No caso do Bonde dos 13, o grupo é apoiado pelo PCC na tentativa de fazer frente ao domínio do CV em quase todo o território acreano.
Por outro lado, outros grupos locais mantêm uma presença relevante, como o Bonde dos 40, que está sozinho em dez cidades maranhenses. Em outras seis, divide o espaço com o CV, e em Porto Franco, Alto Alegre do Maranhão e Santa Inês, com a facção do Rio de Janeiro e também o PCC.
A presença maior do CV no interior, na comparação com o PCC, pode ser parcialmente explicada pelo racha entre os dois grupos em 2016, ano marcado pela morte de Jorge Rafaat Toumani, numa batalha militar de quatro horas em Ponta Porã (MS).
“Naquela época, PCC e o Comando Vermelho ainda compartilhavam algumas rotas no Paraguai. Havia um certo pacto de convivência em que atuavam às vezes num mesmo país, trazendo drogas de um mesmo país, sem grandes conflitos”, diz Samira Bueno, diretora-executiva do Fórum Brasileiro de Segurança Pública.
Com a cisão e mortes violentas dentro de prisões, o PCC teria mantido o controle das rotas no Paraguai, e coube ao CV intensificar a busca por novos territórios na Amazônia, com um ímpeto que levou até à extinção da Família do Norte, facção do Amazonas, afirma a especialista.

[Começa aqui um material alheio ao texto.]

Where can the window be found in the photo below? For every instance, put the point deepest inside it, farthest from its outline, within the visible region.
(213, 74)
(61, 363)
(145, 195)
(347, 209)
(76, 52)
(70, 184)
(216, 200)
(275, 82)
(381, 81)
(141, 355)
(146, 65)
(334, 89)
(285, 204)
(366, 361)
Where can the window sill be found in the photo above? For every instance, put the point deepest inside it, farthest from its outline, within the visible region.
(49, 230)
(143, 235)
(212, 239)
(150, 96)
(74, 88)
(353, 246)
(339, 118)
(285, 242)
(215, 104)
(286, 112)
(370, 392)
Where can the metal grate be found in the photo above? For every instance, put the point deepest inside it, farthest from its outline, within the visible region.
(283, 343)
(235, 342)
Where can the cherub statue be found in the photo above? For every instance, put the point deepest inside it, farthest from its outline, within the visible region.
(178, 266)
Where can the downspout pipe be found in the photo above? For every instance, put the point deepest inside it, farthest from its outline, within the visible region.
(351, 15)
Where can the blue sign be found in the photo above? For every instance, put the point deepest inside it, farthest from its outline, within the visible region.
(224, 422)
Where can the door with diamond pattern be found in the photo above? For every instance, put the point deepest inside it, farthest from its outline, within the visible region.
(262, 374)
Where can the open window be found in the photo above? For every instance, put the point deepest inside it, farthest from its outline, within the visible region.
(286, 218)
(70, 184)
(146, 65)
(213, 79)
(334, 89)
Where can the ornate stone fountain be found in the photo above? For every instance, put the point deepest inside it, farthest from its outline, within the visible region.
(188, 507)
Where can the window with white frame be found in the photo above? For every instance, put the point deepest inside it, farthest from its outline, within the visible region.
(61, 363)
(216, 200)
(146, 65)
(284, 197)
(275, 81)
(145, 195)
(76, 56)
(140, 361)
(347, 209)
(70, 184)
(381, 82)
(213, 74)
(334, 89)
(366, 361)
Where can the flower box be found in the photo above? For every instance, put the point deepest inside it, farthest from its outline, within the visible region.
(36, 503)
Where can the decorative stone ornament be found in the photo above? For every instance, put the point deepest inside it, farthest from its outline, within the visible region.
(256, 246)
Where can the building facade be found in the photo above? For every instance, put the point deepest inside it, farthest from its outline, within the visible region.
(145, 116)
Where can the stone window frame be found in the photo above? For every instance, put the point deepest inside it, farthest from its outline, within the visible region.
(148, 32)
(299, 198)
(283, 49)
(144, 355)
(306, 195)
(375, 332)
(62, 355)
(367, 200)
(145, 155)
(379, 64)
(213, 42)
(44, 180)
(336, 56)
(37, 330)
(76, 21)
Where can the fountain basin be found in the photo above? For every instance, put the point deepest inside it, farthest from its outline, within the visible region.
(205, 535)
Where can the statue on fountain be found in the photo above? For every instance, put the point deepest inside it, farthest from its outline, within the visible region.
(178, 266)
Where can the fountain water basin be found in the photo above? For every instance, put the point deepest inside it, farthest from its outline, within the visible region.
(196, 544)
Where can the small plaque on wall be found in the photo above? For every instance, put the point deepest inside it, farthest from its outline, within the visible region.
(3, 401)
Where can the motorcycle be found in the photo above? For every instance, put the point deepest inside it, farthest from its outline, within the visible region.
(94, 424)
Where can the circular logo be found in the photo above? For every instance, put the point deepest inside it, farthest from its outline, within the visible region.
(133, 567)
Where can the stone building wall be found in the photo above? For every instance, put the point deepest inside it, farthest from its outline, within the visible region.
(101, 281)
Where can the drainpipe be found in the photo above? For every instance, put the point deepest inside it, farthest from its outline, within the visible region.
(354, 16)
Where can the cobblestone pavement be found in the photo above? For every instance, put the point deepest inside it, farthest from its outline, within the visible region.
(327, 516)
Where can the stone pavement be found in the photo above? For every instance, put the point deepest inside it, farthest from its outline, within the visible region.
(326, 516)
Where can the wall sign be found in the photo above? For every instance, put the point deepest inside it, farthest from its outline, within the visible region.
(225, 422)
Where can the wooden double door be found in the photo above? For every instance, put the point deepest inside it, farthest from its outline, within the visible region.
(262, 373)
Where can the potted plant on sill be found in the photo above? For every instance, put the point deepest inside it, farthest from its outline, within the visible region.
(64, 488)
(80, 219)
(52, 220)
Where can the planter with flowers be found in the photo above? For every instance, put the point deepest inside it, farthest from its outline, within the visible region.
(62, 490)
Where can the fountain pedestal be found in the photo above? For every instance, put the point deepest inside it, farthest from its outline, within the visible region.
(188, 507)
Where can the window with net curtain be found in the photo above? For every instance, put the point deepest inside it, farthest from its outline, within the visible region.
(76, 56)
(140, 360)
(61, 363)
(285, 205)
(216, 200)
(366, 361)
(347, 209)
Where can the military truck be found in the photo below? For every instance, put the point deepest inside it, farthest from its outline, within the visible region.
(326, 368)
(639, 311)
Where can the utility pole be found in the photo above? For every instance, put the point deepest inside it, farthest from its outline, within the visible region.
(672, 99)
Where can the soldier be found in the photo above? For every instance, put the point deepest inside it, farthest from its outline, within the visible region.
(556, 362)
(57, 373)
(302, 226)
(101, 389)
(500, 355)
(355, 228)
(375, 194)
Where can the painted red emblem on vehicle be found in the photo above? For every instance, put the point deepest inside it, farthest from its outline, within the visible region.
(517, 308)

Tanto em cidades próximas quanto nas distantes de capitais, o domínio do crime organizado muda drasticamente o cotidiano das pessoas, diz Aiala Colares Couto, diretor-presidente do Instituto Mãe Crioula. “No comércio há a cobrança de taxas, há também os avisos proibindo roubos na comunidade. É a forma de resolver conflitos comunitários a partir da intervenção do crime.”
Para o especialista, essa vida sob a influência de facções pode ser uma estratégia de sobrevivência, já que em muitos destes locais não há uma presença efetiva do Estado. “É como ocorre em Mucajuba [PA], e também comunidades ribeirinhas e quilombolas em Abaetetuba [PA].” Ambas têm a presença solitária do CV, e Mocajuba é a terceira mais violenta da região, com 110,4 mortes violentas intencionais a cada 1.000 habitantes.
A outra hipótese para a expansão do crime organizado na Amazônia é o fato de a região ser uma rota obrigatória para redes de mercado de drogas. Nessa logística do tráfico, portos como o de Manaus, de Vila do Conde, em Barcarena, e o de Santarém, oferecem uma entrada direta no trânsito global da droga rumo aos países consumidores.
Parte do termômetro para a presença das facções nos territórios é a apreensão de drogas, que tiveram alta entre 2019 e 2023. Foram 70 toneladas de cocaína apreendidas na região em 2023, mais que o triplo do que as 21,6 toneladas apreendidas em 2019.
O pico recente foi em 2022, com 93 toneladas recolhidas por forças de segurança estaduais e federais, incluindo as Forças Armadas. Já as apreensões de maconha cresceram continuamente ao longo desse período, chegando a 166,9 toneladas em 2023, mais que o dobro do que as 75,5 toneladas registradas em 2022.
Embora o estudo considere a possibilidade de uma estabilização na violência após o estabelecimento de uma facção, dissidências podem elevar os níveis de mortes violentas intencionais, indicador usado pela publicação que considera vítimas de homicídios dolosos, latrocínios, lesões corporais seguidas de morte e mortes causadas por agentes policiais.
Nova Santa Helena, em MT, é a sétima cidade mais violenta da Amazônia Legal, com 102,3 óbitos por 1.000 habitantes. Lá foi registrada a presença da Tropa do Castelar, uma dissidência do Comando Vermelho com perfil mais jovem e mais violento.
A também mato-grossense São José do Rio Claro, oitava mais violenta da região, com 100,1 casos a cada 1.000 habitantes, tem seus 14.911 habitantes convivendo com CV e PCC.